Why is the development of interest to utilities? First, the defining characteristics of micro UAS could include many inexpensive but capable small drones presently available on the retail market. This could enable utilities to more readily deploy UAS technology and begin gaining experience with it in a variety of applications. Second, one of the key issues the ARC will focus on is the development of standards and operating parameters that could allow micro UAS to be operated over people who are not directly involved in the UAS operation. Most utilities currently operating small UAS do so pursuant to Section 333 Exemptions that require operations be conducted at least 500 feet from all nonparticipating persons, vessels, vehicles, and structures unless certain precautions are taken. This restriction can limit utilities’ ability to operate small UAS in some areas, such as over residential neighborhoods for post-storm damage assessments or for routine inspections of utility infrastructure located in densely developed areas. A utility will still need to confine its UAS operations to above private or controlled access property where it has permission from the property owner, another typical Section 333 Exemption requirement; however, the ARC’s recommendations could allow utilities to deploy micro UAS along transmission and distribution line easements and fly within 500 feet of persons not involved in the operation.

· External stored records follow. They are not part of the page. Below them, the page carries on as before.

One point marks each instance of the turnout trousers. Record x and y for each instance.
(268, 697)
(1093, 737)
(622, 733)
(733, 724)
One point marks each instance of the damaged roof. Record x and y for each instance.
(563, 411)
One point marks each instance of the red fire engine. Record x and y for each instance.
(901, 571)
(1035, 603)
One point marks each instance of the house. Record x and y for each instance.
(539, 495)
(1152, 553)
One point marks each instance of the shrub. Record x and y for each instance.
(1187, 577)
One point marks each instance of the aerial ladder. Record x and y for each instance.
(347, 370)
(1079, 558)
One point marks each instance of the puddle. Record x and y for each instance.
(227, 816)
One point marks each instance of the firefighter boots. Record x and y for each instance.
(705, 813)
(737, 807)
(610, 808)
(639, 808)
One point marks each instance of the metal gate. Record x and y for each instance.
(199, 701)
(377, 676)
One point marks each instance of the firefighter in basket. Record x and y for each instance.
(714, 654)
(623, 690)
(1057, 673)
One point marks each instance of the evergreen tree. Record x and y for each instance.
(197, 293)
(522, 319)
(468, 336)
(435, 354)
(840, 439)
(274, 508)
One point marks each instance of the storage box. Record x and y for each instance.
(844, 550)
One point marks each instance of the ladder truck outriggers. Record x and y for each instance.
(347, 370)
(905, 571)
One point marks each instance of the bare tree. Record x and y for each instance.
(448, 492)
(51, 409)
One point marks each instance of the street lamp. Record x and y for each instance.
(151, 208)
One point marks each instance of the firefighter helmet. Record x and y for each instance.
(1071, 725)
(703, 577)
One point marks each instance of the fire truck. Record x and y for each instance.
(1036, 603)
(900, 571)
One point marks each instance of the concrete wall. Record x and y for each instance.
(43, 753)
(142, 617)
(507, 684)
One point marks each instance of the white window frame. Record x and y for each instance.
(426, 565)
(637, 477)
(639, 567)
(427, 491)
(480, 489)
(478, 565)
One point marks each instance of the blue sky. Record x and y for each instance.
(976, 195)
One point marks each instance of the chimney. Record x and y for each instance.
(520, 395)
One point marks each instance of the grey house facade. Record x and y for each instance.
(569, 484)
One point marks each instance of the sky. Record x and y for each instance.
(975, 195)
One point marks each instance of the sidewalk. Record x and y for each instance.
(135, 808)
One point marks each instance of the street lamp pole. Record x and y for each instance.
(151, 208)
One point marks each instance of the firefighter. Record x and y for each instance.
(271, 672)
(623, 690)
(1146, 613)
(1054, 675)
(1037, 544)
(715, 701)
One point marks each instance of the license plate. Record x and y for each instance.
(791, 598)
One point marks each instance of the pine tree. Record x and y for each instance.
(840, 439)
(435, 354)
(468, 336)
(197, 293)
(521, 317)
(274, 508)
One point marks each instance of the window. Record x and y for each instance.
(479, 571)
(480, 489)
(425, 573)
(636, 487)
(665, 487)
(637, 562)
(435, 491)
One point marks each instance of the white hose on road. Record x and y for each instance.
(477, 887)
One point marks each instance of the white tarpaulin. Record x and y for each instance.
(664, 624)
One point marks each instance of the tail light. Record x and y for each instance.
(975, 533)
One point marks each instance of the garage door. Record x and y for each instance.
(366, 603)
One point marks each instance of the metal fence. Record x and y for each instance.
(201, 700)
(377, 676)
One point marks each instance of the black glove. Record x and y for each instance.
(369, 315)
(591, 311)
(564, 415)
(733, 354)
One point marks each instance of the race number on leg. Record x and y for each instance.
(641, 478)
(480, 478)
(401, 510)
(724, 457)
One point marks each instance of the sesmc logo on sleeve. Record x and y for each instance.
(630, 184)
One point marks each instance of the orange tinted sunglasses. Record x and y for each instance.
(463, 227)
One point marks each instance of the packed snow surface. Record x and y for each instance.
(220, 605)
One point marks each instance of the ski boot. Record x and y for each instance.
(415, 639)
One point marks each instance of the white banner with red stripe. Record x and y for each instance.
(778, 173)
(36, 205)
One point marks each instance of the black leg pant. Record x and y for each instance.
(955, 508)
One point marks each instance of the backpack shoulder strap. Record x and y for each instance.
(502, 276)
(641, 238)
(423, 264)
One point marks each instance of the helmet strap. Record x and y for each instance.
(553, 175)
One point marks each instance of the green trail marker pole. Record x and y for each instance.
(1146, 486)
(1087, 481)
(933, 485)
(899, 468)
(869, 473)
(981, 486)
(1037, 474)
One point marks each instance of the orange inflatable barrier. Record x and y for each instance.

These potential improvements resulting from the work of the micro UAS ARC do not address the operation of larger UAS that would be required for long distance utility applications, or the current restriction prohibiting beyond visual line of sight operations. Furthermore, the initial list of invited members of the micro UAS ARC does not include any representatives from the utility or energy sectors, but does include other small UAS users such as Google and various agriculture, real estate, and news media interests which could also benefit from these changes. Nevertheless, while the interests of the utility and energy sectors are not directly represented on the ARC, there is reason for optimism that the micro UAS ARC’s recommendations and potential future rule changes will open the door for an expanded number of beneficial, short range drones uses by utility and energy companies.